Ordinances breach trust of voters, says President Pranab Mukherjee

On terrorism President said, 'We cannot afford to be complacent.'

Update: 2015-01-26 07:49 GMT
President Pranab Mukherjee addressing the nation on the eve of 66th Republic Day Celebration at Rashtrapati Bhavan in New Delhi. (Photo: PTI)

New Delhi: President Pranab Mukherjee on Sunday made a veiled reference to Pakistan as he referred to the repeated ceasefire violations along the LoC saying the country’s “adversaries” will stop at nothing to disrupt India’s progress.

“Repeated violations of the ceasefire along the Line of Control and terrorist attacks must get an integrated response through incisive diplomacy and impregnable security mechanisms. The world must join India in fighting terrorism,” he said.
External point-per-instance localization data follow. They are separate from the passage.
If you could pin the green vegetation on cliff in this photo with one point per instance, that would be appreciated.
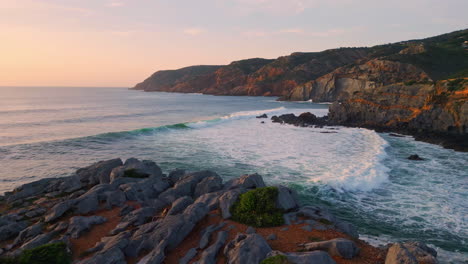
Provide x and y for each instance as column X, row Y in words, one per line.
column 258, row 208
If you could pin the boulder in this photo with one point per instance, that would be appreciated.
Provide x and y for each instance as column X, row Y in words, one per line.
column 227, row 200
column 411, row 253
column 208, row 185
column 251, row 248
column 209, row 255
column 29, row 232
column 415, row 157
column 136, row 168
column 180, row 204
column 319, row 257
column 98, row 172
column 206, row 234
column 81, row 224
column 188, row 256
column 336, row 247
column 248, row 181
column 210, row 199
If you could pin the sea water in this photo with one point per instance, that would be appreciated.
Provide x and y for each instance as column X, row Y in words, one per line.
column 362, row 176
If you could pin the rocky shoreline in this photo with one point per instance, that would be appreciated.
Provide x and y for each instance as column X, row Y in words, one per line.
column 457, row 142
column 130, row 212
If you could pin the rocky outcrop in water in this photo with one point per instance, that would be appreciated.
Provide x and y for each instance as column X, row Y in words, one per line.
column 144, row 216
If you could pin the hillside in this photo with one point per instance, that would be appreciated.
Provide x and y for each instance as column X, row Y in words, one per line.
column 439, row 57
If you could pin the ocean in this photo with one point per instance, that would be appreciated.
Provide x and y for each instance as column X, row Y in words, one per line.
column 360, row 175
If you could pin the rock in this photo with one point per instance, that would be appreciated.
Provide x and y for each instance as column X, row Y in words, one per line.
column 31, row 231
column 319, row 257
column 206, row 234
column 175, row 175
column 336, row 247
column 29, row 190
column 210, row 199
column 9, row 229
column 209, row 255
column 250, row 230
column 188, row 256
column 185, row 186
column 228, row 199
column 250, row 248
column 415, row 157
column 81, row 224
column 136, row 168
column 112, row 256
column 58, row 210
column 38, row 241
column 115, row 198
column 98, row 172
column 180, row 204
column 411, row 253
column 248, row 181
column 208, row 185
column 287, row 199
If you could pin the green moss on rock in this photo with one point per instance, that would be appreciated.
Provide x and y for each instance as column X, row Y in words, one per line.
column 258, row 208
column 55, row 253
column 133, row 173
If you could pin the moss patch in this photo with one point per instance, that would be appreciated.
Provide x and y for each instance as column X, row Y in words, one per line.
column 133, row 173
column 258, row 208
column 279, row 259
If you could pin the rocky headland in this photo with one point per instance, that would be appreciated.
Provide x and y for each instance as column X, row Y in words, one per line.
column 416, row 87
column 113, row 212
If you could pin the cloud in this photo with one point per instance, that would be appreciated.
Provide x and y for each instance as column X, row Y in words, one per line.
column 116, row 4
column 194, row 31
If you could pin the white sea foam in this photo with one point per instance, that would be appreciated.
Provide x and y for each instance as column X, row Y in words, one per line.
column 345, row 159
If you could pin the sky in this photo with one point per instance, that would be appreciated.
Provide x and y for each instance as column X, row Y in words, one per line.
column 118, row 43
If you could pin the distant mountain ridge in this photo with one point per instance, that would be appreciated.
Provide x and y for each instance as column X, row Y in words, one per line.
column 418, row 87
column 440, row 57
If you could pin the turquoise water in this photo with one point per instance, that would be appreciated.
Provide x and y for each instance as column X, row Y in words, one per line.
column 361, row 175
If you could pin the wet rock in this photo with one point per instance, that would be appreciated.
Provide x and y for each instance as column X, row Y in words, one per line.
column 287, row 199
column 176, row 175
column 250, row 248
column 210, row 199
column 180, row 204
column 98, row 172
column 227, row 200
column 208, row 185
column 250, row 230
column 10, row 229
column 136, row 168
column 336, row 247
column 415, row 157
column 321, row 257
column 29, row 232
column 411, row 253
column 247, row 181
column 188, row 256
column 209, row 255
column 206, row 234
column 81, row 224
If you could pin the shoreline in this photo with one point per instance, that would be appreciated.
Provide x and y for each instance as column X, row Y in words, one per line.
column 114, row 210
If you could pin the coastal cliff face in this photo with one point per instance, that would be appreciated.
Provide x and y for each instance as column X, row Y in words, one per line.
column 254, row 77
column 440, row 107
column 416, row 86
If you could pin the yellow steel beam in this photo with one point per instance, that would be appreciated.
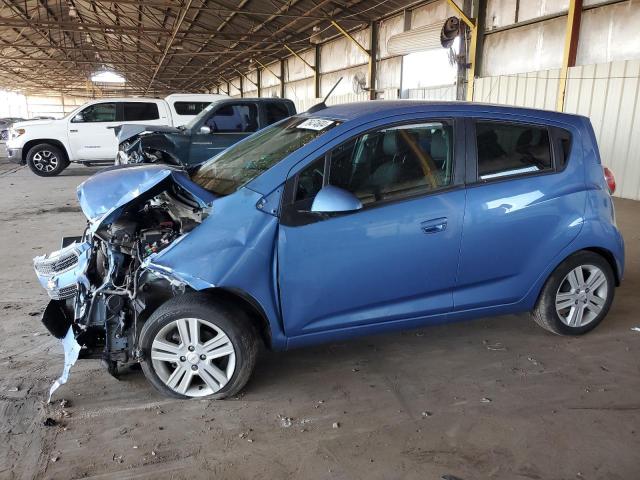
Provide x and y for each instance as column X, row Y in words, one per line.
column 461, row 14
column 350, row 37
column 473, row 26
column 269, row 70
column 247, row 78
column 570, row 48
column 299, row 57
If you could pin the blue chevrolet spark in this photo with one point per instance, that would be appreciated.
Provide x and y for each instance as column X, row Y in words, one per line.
column 345, row 221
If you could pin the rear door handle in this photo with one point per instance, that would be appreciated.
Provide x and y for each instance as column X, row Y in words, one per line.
column 435, row 225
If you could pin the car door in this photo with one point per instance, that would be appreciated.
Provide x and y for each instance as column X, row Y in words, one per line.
column 227, row 124
column 525, row 203
column 91, row 134
column 393, row 260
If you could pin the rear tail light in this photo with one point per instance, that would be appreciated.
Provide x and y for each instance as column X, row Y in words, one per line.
column 611, row 180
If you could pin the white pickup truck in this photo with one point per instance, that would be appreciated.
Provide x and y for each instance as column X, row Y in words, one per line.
column 86, row 134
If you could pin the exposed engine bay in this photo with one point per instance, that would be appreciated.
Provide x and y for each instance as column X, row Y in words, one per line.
column 100, row 284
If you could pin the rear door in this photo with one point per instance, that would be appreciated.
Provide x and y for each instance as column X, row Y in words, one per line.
column 228, row 124
column 91, row 134
column 525, row 203
column 393, row 260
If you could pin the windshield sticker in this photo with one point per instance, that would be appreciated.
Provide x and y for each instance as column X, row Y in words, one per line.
column 315, row 124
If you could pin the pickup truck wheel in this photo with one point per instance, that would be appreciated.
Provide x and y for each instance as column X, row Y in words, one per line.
column 577, row 295
column 195, row 347
column 46, row 160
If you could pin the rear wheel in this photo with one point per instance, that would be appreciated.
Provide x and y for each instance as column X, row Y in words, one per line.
column 195, row 347
column 577, row 295
column 46, row 160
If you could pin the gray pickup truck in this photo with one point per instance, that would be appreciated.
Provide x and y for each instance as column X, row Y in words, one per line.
column 221, row 124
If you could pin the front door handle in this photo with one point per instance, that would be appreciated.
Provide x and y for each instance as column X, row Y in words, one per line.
column 435, row 225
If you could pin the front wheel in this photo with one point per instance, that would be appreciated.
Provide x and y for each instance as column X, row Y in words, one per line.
column 195, row 347
column 577, row 295
column 46, row 160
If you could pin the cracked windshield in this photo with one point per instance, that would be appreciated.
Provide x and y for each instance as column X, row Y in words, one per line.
column 234, row 167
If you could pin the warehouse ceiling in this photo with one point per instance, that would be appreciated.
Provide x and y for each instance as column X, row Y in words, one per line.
column 160, row 46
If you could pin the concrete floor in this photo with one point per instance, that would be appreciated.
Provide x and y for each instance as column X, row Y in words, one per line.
column 506, row 400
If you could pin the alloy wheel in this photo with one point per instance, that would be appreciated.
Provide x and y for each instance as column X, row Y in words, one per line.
column 193, row 357
column 582, row 295
column 45, row 160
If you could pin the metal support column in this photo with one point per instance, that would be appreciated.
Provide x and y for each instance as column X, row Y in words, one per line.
column 471, row 23
column 373, row 54
column 316, row 72
column 282, row 78
column 571, row 38
column 259, row 81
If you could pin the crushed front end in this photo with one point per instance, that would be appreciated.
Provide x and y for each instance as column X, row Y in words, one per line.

Without directly referring to the raging controversy over religious conversion and reported hate speeches being made by political leaders time and again, the President said, “The freedom inherent in democracy sometimes generates an unhappy by-product when political discourse becomes a “competition in hysteria that is abhorrent to our traditional ethos. The violence of the tongue cuts and wounds people’s hearts.”

In his address to the nation on the eve of 66th Republic Day, Mr Mukherjee also cautioned the government against the Ordinance route to bring legislations saying enacting laws without discussions “breaches the trust” reposed by people and is not good for democracy.  Mukherjee said that after three decades, people have voted a single party to majority for having a stable government. “The voter has played her part; it is now up to those who have been elected to honour this trust. It was a vote for clean, efficient, effective, gender-sensitive, transparent, accountable and citizen-friendly governance,” he said.

On the menace of terrorism, the President said, “While peace, non-violence and good neighbourly intentions should remain the fundamentals of our foreign policy, we cannot afford to be complacent about adversaries who will stop at nothing to disrupt our progress towards a prosperous and equitable India.’’

Asking countrymen to take a pledge to ensure women’s safety,”Atrocities of rape, murders, harassment on the roads, kidnapping and dowry deaths have made women fearful even in their own homes,”

Quoting Benjamin Franklin, he said: “Justice will not be served until those who are unaffected are as outraged as those who are”. He said the country’s future will remain both visible and elusive “if we do not discover the ability to continually cleanse ourselves of retrograde habits and social ills”.  

He said while the country is rightly focused on celebrating, this year, the centenary of Gandhiji’s return to India from South Africa in 1915, perhaps we should cast a glance on what Gandhiji did in 1901 when he picked up a broom.